ØMQ (version 0.1) Tests

Introduction

Below, results of latency and throughput tests for ØMQ lightweight messaging kernel are presented. Keep in mind that the results can be heavily influenced by the whole stack including network devices, NICs, processor, operating system etc. The only way to get the results relevant to your environment is to run the tests yourself.

Test configuration

The tests were run on following configuration:

Producer box:

  • Athlon 64 X2 3800+
  • Debian GNU/Linux 4.0 (kernel 2.6.22.6)
  • Intel 82541PI (PRO/1000) 1000Base-T PCI NIC

Consumer box:

  • Pentium 4 3GHz with multithreading
  • Debian GNU/Linux 4.0 (kernel 2.6.22.6)
  • Broadcom BCM5751 1000Base-T PCI-Express NIC

1Gb network is switched by:

  • Linksys SR2024 1000Base-T switch

Results

Latency

Latency test are performed for different messages sizes, starting with 10 bytes, and gradually growing till it reaches 2000 bytes. For each message size, a message of that size is bounced back and forth 10,000 times as fast as possible. The average latency is computed afterwards. Each test is run three times in a row to capture possible latency differences between runs. The average from the three runs is presented as a result.

First have a look at latency for very small messages ØMQ is intended for. The black line represents the latency of underlying transport layer (TCP), the red one is end-to-end ØMQ latency:

lat1.png

As can be seen, the difference between TCP and ØMQ is almost unmeasurable, dropping way down bellow single microsecond.

Not have a look at TCP and ØMQ latencies for different messages sizes up to 2000 bytes (once again, ØMQ latency is marked in red, TCP latency in black):

lat2.png

The picture's message is that the underlying layers cause latency to grow in steps rather than gradually - which is completely OK. However, the other thing we see is that ØMQ reaches the thresholds sooner than raw TCP message transfer does. This issue will be investigated in the future. However, if both TCP and ØMQ transport are in-between the same thresholds, the latency difference is almost zero. To get a better picture, here's a graph showing ØMQ's overhead over underlying TCP transport for various messages sizes:

lat3.png

Throughput

Throughput tests are performed for different message sizes (1, 2, 4, 8, 16, 32, 64, 128, 256, 512 and 1024 bytes). For each message size 1,000,000 messages of that size are sent as fast as possible. Each test is repeated three times and mean value is considered to be the result.

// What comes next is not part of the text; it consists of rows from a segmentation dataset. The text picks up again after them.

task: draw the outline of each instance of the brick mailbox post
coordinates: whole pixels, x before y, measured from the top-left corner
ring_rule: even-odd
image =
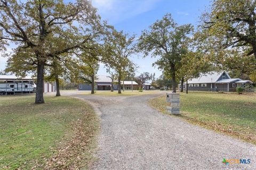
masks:
[[[166,93],[167,112],[171,114],[180,114],[180,94]]]

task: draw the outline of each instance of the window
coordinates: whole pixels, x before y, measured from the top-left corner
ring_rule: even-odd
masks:
[[[202,84],[202,87],[206,87],[206,84]]]

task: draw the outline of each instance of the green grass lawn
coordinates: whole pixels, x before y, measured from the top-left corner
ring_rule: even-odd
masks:
[[[181,114],[178,116],[256,144],[256,94],[180,94]],[[149,104],[166,113],[165,99],[153,99]]]
[[[80,94],[84,95],[99,95],[105,96],[134,96],[134,95],[143,95],[150,94],[154,94],[159,92],[159,90],[143,90],[142,92],[140,92],[139,90],[122,90],[122,94],[118,94],[118,91],[115,90],[113,92],[110,91],[105,90],[97,90],[95,91],[95,94],[91,94],[91,91],[87,91],[82,92]]]
[[[34,96],[0,97],[0,169],[43,169],[47,162],[51,163],[49,169],[58,169],[63,165],[54,162],[58,157],[70,165],[80,155],[87,157],[83,160],[91,161],[92,156],[84,152],[86,147],[93,146],[91,139],[99,126],[92,107],[82,100],[65,97],[45,97],[46,103],[40,105],[34,104]],[[77,134],[78,125],[90,135],[86,137],[88,142],[83,150],[73,143],[76,135],[81,136]],[[65,152],[73,151],[71,149],[60,155],[70,143],[76,146],[72,149],[76,155],[65,156]],[[83,163],[86,163],[81,162]]]

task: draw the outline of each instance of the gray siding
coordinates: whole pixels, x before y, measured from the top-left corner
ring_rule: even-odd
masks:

Throughput measured in messages per second:

th.png

Throughput measured in megabits per second (note that from 128 byte message size onwards the throughput is constrained by the maximal bandwidth of 1Gb Ethernet):

bw.png

Conclusion

All in all, we've proved that we are able to deliver the solution with performance fullfiling the goals we had set. The latency overhead over underlying transport is below 1 microsecond and the throughput is over 2 millions messages a second for small messages.

In next releases we will focus on best latency/throughput ratio rather than on separate best latency and best throughput scenarios.